All service-level metrics are also available per instance (pod) with meter_envoy_ai_gw_instance_ prefix, including per-provider and per-model breakdowns.

MCP Metrics

When the AI Gateway is configured with MCP (Model Context Protocol) routes, SkyWalking collects MCP-specific metrics.

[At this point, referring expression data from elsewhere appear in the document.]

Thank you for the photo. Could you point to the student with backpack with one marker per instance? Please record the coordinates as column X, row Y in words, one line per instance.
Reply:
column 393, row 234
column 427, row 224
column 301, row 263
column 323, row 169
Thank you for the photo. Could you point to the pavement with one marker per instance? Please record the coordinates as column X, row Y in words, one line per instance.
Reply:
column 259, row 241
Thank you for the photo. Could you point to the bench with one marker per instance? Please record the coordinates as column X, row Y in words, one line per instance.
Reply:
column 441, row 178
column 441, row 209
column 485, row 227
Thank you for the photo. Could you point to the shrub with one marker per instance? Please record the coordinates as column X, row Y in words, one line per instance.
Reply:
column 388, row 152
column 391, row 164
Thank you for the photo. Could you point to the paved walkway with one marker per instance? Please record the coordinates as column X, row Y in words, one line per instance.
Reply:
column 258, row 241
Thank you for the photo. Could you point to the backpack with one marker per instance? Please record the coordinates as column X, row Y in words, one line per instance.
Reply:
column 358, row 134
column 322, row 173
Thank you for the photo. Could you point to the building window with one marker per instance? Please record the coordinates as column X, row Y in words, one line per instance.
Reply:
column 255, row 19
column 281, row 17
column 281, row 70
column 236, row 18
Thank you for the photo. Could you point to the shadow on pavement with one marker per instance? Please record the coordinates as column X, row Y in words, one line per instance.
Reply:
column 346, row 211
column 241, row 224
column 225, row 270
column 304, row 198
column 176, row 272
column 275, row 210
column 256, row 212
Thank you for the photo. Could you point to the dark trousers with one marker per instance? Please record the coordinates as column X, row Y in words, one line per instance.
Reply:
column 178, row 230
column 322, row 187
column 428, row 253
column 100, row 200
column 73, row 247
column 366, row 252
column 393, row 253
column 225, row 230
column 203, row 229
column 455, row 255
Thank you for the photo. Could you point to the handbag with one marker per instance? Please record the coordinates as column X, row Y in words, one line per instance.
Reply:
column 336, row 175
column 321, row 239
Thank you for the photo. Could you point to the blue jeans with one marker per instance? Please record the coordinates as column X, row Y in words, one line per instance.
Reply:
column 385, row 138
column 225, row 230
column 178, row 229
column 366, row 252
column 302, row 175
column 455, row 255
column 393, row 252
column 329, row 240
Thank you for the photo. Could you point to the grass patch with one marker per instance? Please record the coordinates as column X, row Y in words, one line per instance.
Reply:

These appear in the MCP tab on the service and instance dashboards.

MCP Service Metrics

Monitoring Panel	Unit	Metric Name	Description
MCP Request CPM	calls/min	meter_envoy_ai_gw_mcp_request_cpm	MCP requests per minute
MCP Request Latency Avg	ms	meter_envoy_ai_gw_mcp_request_latency_avg	Average MCP request duration
MCP Request Latency Percentile	ms	meter_envoy_ai_gw_mcp_request_latency_percentile	P50/P75/P90/P95/P99
MCP Method CPM	calls/min	meter_envoy_ai_gw_mcp_method_cpm	Requests by MCP method (initialize, tools/list, tools/call, etc.)
MCP Error CPM	calls/min	meter_envoy_ai_gw_mcp_error_cpm	MCP error requests per minute
MCP Initialization Latency Avg	ms	meter_envoy_ai_gw_mcp_initialization_latency_avg	Average MCP session initialization time
MCP Initialization Latency Percentile	ms	meter_envoy_ai_gw_mcp_initialization_latency_percentile	P50/P75/P90/P95/P99
MCP Capabilities CPM	calls/min	meter_envoy_ai_gw_mcp_capabilities_cpm	Capabilities negotiated by type

MCP Backend Breakdown Metrics

Monitoring Panel	Unit	Metric Name	Description
Backend Request CPM	calls/min	meter_envoy_ai_gw_mcp_backend_request_cpm	Requests by MCP backend
Backend Latency Avg	ms	meter_envoy_ai_gw_mcp_backend_request_latency_avg	Latency by MCP backend
Backend Method CPM	calls/min	meter_envoy_ai_gw_mcp_backend_method_cpm	Requests by backend and method
Backend Error CPM	calls/min	meter_envoy_ai_gw_mcp_backend_error_cpm	Errors by MCP backend
Backend Init Latency Avg	ms	meter_envoy_ai_gw_mcp_backend_initialization_latency_avg	Init latency by backend

MCP Instance Metrics

All MCP service-level metrics are also available per instance with meter_envoy_ai_gw_mcp_instance_ prefix.

Access Log Sampling

Access logs are tagged with ai_route_type (llm or mcp) for filtering in the log query UI. The ai_route_type tag is searchable by default.

LLM route logs:

Error responses (HTTP status >= 400) — always persisted.
Upstream failures — always persisted.
High token cost (>= 10,000 total tokens) — persisted for cost anomaly detection.
Normal successful responses with low token counts are dropped.

MCP route logs:

Error responses (HTTP status >= 400) — always persisted.
Normal MCP requests are dropped (MCP observability is covered by metrics).

The sampling policy can be adjusted in lal/envoy-ai-gateway.yaml.